A function is a relation between a set of inputs and a set of permissible outputs with the property that each input is related to exactly one output.
What is the domain of a function?
The domain of a function is the complete set of possible input values (x-values) which produce a valid output from the function.
What is the range of a function?
The range of a function is the set of all possible output values (y-values), which result from using the function.
How is a function typically represented?
A function can be represented as an equation, a graph, a table of values, or a mapping diagram.
Explain one way to represent a function graphically.
Graphically, a function is represented by plotting it on a coordinate plane, typically as a line or curve.
What is an explicit equation in the context of a function?
An explicit equation is a mathematical expression that clearly defines the relationship between variables, generally written as y = f(x).
How can a table be used to represent a function?
A table represents a function by listing input values (domain) alongside their corresponding output values (range).
What is a mapping diagram?
A mapping diagram depicts a function by showing how each element of the domain is related to an element in the range using arrows.
Why is it important to specify the domain of a function?
Specifying the domain of a function is important because it clearly defines the set of inputs that the function can accept.
What happens if a value outside the domain is used in the function?
If a value outside the domain is used, the function will either produce no output or an output that is not defined by the function's rules.
Describe an implicit function.
An implicit function is one where the function is not directly solved for one variable in terms of the others, such as x² + y² = 1.
How is an inverse function related to the domain and range?
An inverse function swaps the domain and range of the original function, meaning the output of the original function becomes the input of the inverse.
Provide an example of a function and identify its domain and range.

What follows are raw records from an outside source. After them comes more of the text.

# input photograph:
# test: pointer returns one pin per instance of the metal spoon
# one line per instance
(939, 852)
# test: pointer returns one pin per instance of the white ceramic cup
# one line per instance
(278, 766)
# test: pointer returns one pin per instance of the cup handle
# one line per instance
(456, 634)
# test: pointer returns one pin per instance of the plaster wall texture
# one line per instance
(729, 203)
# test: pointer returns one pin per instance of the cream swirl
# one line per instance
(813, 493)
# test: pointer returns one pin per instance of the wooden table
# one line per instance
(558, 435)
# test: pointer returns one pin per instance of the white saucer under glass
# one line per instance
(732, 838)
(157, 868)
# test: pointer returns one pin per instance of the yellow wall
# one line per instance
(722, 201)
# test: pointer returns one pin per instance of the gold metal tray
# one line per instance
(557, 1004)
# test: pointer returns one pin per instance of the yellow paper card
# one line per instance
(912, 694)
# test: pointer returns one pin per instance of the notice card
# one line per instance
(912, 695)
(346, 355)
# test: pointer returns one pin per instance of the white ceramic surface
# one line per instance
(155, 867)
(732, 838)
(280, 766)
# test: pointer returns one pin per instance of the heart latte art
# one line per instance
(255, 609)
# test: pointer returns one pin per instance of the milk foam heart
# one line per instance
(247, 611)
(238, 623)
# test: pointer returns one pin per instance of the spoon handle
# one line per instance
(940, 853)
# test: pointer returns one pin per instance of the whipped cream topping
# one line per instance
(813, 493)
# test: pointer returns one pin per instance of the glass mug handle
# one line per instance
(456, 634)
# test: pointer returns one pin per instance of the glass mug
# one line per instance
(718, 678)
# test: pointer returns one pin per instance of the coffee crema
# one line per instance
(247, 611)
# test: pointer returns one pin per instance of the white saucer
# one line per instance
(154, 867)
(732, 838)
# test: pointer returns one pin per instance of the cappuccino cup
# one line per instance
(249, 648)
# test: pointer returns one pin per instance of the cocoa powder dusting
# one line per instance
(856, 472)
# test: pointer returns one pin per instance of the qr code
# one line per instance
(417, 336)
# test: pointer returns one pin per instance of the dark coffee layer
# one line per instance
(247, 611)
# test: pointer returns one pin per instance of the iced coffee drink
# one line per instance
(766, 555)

For y = x², the domain is all real numbers, and the range is all non-negative real numbers.
What is function notation, and how is it used?
Function notation, such as f(x), is used to denote functions in order to specify the input-output relationship clearly and concisely.
Why might a function be undefined for certain values?
A function might be undefined for values that cause division by zero, produce negative square roots, or otherwise fall outside the scope of definition.